23. (Kayaknya) Kangen

298 5 0
                                    

“Kamu ini sama sekali enggak pernah jenguk Aruna ya?” 

Fandi cuma menjawab pertanyaan bundanya dengan gelengan kepala. 

“Fan?” 

Ah, Fandi lupa kalau mereka sedang berbicara via telepon. Mana bisa bundanya melihat gelengan dia tadi. “Sebenarnya pernah. Sekali. Tapi waktu itu dilarang masuk sama Johan,” jawab Fandi lemas.

Sesaat kemudian, Fandi bisa mendengar bundanya tertawa di seberang sana. “Kamu takut sama Johan? Anak manis kayak gitu lho.”

“Dari pada ribut di rumah sakit lagi, Bun. Mau gimana lagi?” 

Dan lagi-lagi Fandi ditertawakan bundanya sendiri. 

“Kalau jenguk sekarang mau gak? Mumpung Bunda masih di rumah sakit. Malam ini yang standby Johan lagi sih. Tapi gampang lah itu. bisa diatur kalau kamu mau.”

Pada akhirnya malam itu Fandi menginjakkan kakinya di rumah sakit. Dia melakukannya setelah mendapat instruksi dari sang bunda untuk segera menuju bangsal tempat Aruna dirawat.

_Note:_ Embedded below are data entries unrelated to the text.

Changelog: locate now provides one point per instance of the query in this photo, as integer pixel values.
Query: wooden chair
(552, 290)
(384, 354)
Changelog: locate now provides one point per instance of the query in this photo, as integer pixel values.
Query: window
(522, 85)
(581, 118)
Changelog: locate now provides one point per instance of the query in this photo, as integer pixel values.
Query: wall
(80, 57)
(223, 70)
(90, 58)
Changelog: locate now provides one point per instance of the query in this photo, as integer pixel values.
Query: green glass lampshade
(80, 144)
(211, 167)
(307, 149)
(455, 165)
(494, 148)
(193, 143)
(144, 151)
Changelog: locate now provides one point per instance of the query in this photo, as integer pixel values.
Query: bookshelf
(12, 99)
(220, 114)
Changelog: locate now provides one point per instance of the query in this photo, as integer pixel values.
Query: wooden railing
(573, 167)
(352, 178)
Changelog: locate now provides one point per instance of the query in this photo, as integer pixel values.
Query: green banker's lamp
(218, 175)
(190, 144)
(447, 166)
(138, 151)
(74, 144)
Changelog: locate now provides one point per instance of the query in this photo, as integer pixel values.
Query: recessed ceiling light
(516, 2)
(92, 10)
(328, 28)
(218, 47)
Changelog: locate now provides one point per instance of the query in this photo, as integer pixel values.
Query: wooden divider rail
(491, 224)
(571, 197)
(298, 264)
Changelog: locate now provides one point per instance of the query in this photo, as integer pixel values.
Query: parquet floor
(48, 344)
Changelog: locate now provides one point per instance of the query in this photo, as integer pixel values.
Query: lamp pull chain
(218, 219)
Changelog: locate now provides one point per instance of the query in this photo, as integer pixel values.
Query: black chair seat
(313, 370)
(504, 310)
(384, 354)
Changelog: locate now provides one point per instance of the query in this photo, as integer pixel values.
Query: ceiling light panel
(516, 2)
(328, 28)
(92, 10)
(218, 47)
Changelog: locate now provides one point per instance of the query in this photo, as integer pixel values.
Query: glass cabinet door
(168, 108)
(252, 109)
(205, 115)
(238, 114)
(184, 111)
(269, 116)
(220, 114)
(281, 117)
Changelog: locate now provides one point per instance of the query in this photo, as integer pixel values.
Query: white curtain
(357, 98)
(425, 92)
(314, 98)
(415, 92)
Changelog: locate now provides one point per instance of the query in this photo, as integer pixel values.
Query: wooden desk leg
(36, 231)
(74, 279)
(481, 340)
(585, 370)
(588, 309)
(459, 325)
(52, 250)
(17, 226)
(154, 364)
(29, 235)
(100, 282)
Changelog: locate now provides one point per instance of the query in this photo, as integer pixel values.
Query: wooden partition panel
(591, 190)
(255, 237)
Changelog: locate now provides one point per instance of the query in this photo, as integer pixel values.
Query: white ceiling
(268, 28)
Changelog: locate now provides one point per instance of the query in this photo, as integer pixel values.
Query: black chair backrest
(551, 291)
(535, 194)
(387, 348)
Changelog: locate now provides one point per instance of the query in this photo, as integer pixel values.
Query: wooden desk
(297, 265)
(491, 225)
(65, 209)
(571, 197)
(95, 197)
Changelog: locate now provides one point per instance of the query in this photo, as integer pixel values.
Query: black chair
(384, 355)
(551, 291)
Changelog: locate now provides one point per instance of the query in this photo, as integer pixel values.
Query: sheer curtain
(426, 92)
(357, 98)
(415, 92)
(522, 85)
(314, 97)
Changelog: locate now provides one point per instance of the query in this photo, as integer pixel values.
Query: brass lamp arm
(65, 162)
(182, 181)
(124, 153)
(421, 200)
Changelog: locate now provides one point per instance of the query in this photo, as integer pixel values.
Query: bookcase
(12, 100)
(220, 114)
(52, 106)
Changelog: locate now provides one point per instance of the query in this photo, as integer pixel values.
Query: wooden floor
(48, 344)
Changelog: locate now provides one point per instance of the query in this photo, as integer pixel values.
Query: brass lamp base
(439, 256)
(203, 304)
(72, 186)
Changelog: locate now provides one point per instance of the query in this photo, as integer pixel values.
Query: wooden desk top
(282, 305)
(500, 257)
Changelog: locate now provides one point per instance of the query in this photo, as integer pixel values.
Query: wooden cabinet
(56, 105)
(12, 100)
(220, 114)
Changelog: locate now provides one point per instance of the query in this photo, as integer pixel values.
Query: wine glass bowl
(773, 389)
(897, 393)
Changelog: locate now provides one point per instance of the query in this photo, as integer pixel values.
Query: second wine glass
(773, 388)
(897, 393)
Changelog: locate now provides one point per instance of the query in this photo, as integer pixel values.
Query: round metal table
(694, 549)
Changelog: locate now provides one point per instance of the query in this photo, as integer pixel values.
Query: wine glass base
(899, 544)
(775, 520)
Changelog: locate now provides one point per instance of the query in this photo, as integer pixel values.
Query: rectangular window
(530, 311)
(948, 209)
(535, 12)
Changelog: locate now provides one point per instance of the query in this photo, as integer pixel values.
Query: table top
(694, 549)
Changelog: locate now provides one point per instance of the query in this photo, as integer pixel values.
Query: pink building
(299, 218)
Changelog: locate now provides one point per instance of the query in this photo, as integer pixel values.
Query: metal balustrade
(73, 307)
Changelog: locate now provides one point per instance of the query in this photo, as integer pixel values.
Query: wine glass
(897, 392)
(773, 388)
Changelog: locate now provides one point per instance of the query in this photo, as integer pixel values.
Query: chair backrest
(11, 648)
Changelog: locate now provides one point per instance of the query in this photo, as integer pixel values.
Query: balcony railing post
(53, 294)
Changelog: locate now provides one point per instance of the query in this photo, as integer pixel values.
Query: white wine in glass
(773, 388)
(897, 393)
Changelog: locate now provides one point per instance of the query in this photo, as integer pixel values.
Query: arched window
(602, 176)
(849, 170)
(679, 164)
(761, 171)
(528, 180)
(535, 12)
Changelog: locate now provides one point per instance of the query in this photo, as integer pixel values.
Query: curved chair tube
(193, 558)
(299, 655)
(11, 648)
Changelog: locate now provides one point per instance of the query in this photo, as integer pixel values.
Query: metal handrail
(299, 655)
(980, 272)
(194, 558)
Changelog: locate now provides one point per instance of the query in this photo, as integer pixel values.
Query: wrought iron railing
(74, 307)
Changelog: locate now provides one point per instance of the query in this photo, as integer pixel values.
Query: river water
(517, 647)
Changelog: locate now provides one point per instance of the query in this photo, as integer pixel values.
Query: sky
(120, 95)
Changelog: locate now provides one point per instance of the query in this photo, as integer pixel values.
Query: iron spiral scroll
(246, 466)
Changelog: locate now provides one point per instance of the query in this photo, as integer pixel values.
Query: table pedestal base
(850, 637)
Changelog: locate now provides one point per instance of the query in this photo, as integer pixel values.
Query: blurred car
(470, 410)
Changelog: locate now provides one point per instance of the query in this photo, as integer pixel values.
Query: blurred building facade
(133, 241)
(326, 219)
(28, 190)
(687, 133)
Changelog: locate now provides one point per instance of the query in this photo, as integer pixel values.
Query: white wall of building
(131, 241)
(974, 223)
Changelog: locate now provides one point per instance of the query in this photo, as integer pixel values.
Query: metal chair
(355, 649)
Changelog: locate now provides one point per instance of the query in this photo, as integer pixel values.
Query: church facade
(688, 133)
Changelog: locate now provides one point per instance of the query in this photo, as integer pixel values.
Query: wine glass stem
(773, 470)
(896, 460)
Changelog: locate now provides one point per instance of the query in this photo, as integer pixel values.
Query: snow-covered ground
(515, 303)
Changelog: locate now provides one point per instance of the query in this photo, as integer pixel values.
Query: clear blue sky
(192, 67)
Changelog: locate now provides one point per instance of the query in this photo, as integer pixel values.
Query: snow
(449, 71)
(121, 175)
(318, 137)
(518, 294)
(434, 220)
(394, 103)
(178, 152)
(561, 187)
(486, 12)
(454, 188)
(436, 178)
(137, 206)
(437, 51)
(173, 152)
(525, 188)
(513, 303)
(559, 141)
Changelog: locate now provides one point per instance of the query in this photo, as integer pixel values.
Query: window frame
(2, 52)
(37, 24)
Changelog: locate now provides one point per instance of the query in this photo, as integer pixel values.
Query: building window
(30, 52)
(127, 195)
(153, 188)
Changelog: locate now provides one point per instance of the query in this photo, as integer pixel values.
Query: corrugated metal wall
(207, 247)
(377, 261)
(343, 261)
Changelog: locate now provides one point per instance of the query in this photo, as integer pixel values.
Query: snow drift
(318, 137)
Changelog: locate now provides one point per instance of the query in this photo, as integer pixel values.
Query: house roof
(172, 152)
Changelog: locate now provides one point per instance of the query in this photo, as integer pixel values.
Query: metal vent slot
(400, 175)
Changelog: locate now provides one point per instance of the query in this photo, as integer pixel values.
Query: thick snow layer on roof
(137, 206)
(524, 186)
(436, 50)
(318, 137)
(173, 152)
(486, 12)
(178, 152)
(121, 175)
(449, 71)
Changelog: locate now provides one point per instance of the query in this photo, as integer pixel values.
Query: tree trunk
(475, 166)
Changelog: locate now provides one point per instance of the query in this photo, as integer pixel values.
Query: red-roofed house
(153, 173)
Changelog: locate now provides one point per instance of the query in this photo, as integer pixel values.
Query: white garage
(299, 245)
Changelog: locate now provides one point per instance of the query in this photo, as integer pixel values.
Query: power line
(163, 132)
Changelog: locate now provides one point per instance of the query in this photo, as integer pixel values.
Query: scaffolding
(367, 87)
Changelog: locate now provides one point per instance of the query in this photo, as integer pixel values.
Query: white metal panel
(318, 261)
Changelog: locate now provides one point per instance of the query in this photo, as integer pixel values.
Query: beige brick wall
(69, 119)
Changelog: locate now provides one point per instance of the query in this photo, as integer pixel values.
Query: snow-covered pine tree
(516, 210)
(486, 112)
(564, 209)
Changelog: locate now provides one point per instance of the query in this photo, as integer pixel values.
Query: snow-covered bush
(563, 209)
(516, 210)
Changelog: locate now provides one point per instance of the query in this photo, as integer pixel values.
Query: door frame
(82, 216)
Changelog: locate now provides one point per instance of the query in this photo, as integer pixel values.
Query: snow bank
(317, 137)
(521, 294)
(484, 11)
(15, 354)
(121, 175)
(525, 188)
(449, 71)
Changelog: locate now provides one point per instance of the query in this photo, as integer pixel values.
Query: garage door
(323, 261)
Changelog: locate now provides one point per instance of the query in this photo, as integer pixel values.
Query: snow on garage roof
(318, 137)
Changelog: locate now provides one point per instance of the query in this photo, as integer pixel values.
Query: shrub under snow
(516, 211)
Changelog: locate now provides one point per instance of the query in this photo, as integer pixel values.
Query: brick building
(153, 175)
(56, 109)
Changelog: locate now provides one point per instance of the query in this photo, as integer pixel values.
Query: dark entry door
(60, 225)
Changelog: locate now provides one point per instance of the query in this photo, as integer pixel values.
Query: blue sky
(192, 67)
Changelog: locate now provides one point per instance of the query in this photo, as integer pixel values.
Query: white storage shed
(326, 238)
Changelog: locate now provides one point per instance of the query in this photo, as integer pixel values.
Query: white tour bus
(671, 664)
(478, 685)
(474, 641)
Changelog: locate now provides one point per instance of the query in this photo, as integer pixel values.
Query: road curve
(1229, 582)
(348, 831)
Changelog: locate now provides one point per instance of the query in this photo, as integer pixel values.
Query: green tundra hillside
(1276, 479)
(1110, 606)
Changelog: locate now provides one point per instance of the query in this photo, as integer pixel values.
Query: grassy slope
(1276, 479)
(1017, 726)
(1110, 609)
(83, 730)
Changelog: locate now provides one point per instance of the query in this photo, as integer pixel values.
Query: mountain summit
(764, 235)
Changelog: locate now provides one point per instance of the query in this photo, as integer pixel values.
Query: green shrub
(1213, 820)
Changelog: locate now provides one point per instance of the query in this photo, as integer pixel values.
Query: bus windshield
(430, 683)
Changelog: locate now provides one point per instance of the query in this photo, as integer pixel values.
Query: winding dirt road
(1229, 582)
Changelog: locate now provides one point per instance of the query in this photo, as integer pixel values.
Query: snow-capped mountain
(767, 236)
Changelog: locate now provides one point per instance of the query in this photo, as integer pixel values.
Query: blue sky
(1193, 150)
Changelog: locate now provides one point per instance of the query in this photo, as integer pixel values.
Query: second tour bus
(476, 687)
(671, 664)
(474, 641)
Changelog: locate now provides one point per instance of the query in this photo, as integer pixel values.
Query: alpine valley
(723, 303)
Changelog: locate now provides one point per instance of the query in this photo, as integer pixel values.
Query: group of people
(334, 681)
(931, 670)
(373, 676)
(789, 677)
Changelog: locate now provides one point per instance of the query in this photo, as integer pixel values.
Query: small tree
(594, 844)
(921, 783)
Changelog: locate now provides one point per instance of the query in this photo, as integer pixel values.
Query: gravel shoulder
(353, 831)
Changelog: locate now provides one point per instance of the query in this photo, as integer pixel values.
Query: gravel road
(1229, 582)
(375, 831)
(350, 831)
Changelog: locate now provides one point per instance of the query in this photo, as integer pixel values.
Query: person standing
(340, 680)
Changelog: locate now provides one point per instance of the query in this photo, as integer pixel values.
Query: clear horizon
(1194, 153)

Skenarionya, Johan akan dipanggil ke ruangan Santika untuk membicarakan kondisi Aruna. Menurut Fandi ini kurang masuk akal karena dokter utama yang sekarang menangani Aruna adalah dr.Haikal. Tapi bundanya memang masuk dalam tim dokter itu sih. Lagipula, tidak mungkin juga Johan menolak kan?

Ya sudah, Fandi mencoba percaya saja. Minimal, Johan sadar kalau yang memanggilnya adalah wakil direktur rumah sakit sekaligus calon ibu mertua kakaknya. Dia seharusnya bisa menurut demi alasan kesopanan.

Namun, Fandi hanya diberi waktu 10 menit. Alasannya bukan karena Santika tidak sanggup menahan Johan lebih lama, melainkan ingin cepat pulang karena malam ini ada janji makan malam romantis dengan sang suami.

Kehidupan rumah tangga orang tua Fandi memang ‘married couple goals’ banget, mungkin tidak kalah gereget dengan kisah cinta yang ditampilkan sejumlah drama Korea bertema kedokteran kesukaan Aruna. Apapun yang terjadi, meski harus selalu siaga untuk menyelamatkan nyawa manusia, walaupun di waktu yang sama sibuk dengan urusan manajemen rumah sakit juga, mereka selalu punya cara untuk kencan dan bermesraan.

Fandi iri? Iya. Banget.

Fandi selalu mengira dia akan mendapatkan adik, tapi ternyata tidak. Setidaknya sampai saat ini, mungkin?

“Lagi mimpi apa?” Fandi mengeluarkan suara yang lembut dan pelan beberapa saat setelah mendudukkan dirinya di bangku sebelah ranjang yang ditiduri Aruna.

Fandi tersenyum karena Aruna sama sekali tidak terusik. ‘Respon apa yang bisa aku harapkan dari orang yang tidur lelap begini? Dia bahkan mungkin nggak akan bereaksi apapun kalau aku mencuri satu ciuman di bibirnya sekarang. Hahaha....’ 

Bagi Fandi, Aruna tidak pernah tidak terlihat cantik saat sedang tertidur. Menyenangkan untuk dipandangi secara intens seperti yang dia lakukan sekarang.

Orang lain mungkin khawatir dengan kondisi Aruna, tapi entah kenapa Fandi merasakan hal berbeda. Dia tentu cemas jika Aruna tidak juga bangun dari tidurnya. Hanya saja, pada saat bersamaan wajah damai Aruna juga bisa memberikannya ketenangan.

Kedengarannya mungkin agak berlebihan tapi Fandi benar-benar bisa merasa lebih baik hanya dengan bertemu Aruna yang tengah memejamkan mata seperti ini. Sepertinya hampir selalu begitu sejak mereka pertama kali bertemu.

“Maaf ya. Apa kamu marah? Aku ninggalin kamu sendiri dan membuatmu berada dalam bahaya. Apa ini caramu menenangkan diri? Dengan cara tidur nyenyak seperti orang mati ini?”